Nel resto della villa, l’abbandono è evidente. Una stanza con un letto isolato, una camicia appesa, una cucina che sembra essere stata dimenticata con bottiglie di vetro ancora impilate. Ogni camera racconta poco, solo vetri rotti, persiane malconcie e muri che si scrostano. Quello che ho trovato davvero interessante in questo palazzo sono i pavimenti. Sono tipici del secolo scorso, con uno stile che richiama l’epoca e porta con sé un fascino vintage, un po’ retrò, che negli ultimi anni è tornato molto in voga. La loro bellezza non passa inosservata: riescono a trasmettere una sensazione di nostalgia e al tempo stesso di antica bellezza.

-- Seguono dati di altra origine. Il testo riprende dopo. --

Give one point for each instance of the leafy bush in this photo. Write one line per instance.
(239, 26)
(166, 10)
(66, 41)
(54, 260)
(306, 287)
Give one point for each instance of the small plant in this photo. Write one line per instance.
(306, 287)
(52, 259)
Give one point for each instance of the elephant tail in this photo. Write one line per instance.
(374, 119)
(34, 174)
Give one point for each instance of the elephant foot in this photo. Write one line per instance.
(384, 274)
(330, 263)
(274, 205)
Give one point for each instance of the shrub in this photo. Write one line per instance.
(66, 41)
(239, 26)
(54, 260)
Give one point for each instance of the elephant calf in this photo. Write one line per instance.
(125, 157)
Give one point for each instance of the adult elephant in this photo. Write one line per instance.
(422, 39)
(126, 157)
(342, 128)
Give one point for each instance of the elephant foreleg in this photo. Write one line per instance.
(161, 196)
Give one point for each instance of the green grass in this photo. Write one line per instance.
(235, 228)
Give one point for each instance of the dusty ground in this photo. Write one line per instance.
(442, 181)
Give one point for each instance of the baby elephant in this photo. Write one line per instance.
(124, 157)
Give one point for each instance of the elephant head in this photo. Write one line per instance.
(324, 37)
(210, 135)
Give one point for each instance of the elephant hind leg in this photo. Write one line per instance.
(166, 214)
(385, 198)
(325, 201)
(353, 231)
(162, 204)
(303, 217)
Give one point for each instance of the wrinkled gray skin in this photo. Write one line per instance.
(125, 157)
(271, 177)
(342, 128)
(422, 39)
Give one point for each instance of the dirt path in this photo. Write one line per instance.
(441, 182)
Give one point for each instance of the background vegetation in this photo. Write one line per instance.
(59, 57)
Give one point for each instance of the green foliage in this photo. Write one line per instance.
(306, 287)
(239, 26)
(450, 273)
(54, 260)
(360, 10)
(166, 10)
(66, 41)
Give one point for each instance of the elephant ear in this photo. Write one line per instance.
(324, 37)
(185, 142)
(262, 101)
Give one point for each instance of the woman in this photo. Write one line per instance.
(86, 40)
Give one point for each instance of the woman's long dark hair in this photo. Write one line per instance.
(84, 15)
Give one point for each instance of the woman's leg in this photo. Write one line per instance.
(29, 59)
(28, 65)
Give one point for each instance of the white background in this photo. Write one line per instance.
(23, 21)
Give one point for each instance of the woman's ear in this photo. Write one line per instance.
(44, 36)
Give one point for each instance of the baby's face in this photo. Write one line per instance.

Nonostante la mia difficoltà nel fotografare questo luogo e il risultato non perfetto dal punto di vista tecnico, c’è qualcosa di intrigante nel Palazzo dei Ritratti che mi ha spinto a condividerlo. Forse è la storia che quei ritratti sembrano raccontare, o il contrasto tra la rovina e la memoria che ancora permane in quei luoghi. Non è un posto che offre una bellezza visibile a tutti, ma forse è proprio questo il motivo che gli regala un fascino unico.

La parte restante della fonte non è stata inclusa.